Looking Back: A Chronicle of Growing Up Old in the Sixties by Joyce Maynard
Looking Back: A Chronicle of Growing Up Old in the Sixties by Joyce Maynard. Avon Books. 186 pages. 1972
Beginning the book review/discussion portion of Project 1968 with Joyce Maynard’s book feels natural. After all, like Janine, Joyce was a self-aware young woman writing about her time. Her observations of life, from 1953 to 1973 cut against the grain of popular thought.
For example, on smoking pot:
“The psychological releases that supposedly come from the use of dope – the heightened perceptions, new sounds, (“You haven’t really heard Beethoven until you’ve listened to him stoned”), the “far-out” colors – they all seem too easily come by to be deserved, to be true. It’s unacceptable to me that mental and spiritual “enlightenment may be bought for the price of an ounce of marijuana, and that a simple physical act like lighting up a joint and inhaling (no skill required there) should equip one to listen to the Ninth Symphony with a richness and amplitude that Beethoven himself never enjoyed.” (pp. 135)
On feminism:
“I do not feel inferior or unliberated, and while I recognize that there are women who do, women (for whom the movement does a great service) whose image of themselves needs to be changed, and that even those of us who feel equal to men may not get the equal treatment, the truth is that the methods of the feminist movement turn me off.” (pp 150)
I can’t imagine that these views made Maynard the most popular girl on campus. Nonetheless, she wields words with breathtaking integrity. I have no doubt that even back in the early ‘70s, there was a group of women her age who were caught between angry radicals and the Silent Majority. Rather than being caught up in the cultural zeitgeist, Maynard and others sought to make a path uniquely their own.
When I first discovered "Looking Back" at the book dealer, I held off buying it. The only thing I knew about Maynard was the J.D. Salinger thing: Around the time she was writing "Looking Back," Salinger took her under his wing and they became lovers. She was 19 at the time, and an already an accomplished writer.
But that’s not the reason for my initial hesitation. There’s a strain that runs through the “wise youth perspective” paperbacks from the 1960s, that of the tired know-it-all. Maynard’s book, in fact, is subtitled: “A Chronicle of Growing Up Old in the Sixties.” Being tired of the “arrogant youth” paradigm, I stared at that book for several months during my visits to the book dealer. Finally giving in to curiosity, or maybe it was just my own sense of wanting to be thorough, I bought the book.
I was pleasantly surprised.
The quality of her writing is astounding, as well as the depth through which she looked at her life. While other personal statements from the time period reek of egotism, her lens is free from such entanglements.
The other striking quality is how well the book stands over time. Her thoughts about society, relationships and even drugs are still valid today.
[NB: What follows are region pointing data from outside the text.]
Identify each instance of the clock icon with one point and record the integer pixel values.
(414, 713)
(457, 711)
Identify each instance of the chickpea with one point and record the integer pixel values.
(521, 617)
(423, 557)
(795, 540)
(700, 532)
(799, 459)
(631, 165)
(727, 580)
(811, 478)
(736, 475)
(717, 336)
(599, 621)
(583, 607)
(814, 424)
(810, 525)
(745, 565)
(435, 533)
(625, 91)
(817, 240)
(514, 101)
In fact, I would say that the Joyce Maynard who wrote this book might have more in common with today’s teens than she did with her own generation.
There have been times since reading the book when I’ve wondered what it was that made me hesitate to buy it. Did I dismiss it because I thought the views of a 19-year-old girl would be shallow? Did I wonder what the girl on the cover could possibly know about life?
I can’t deny it. I’ve long subscribed to the same view that Maynard exposed in the book: I didn’t want to be the angry feminist, the one who constantly talked about how women were viewed as lacking depth. Since the ‘90s, I’ve viewed feminists with caution. Their tireless defense of Clinton during the Monica Lewinsky matter reeked of hypocrisy. Very few took the time to identify with Lewinsky, except to express disgust for the media creation she became.
In the late ‘90s, Maynard was viciously castigated for auctioning off love letters sent to her by J.D. Salinger. Comparing her with Lewinski, Maureen Dowd attacked both in print for “living off the blood of old lovers.”
Harsh criticism, perhaps. But I get the feeling that someday down the road, the late ‘90s will be viewed as the unfortunate time when women sold out other women in the name of liberalism.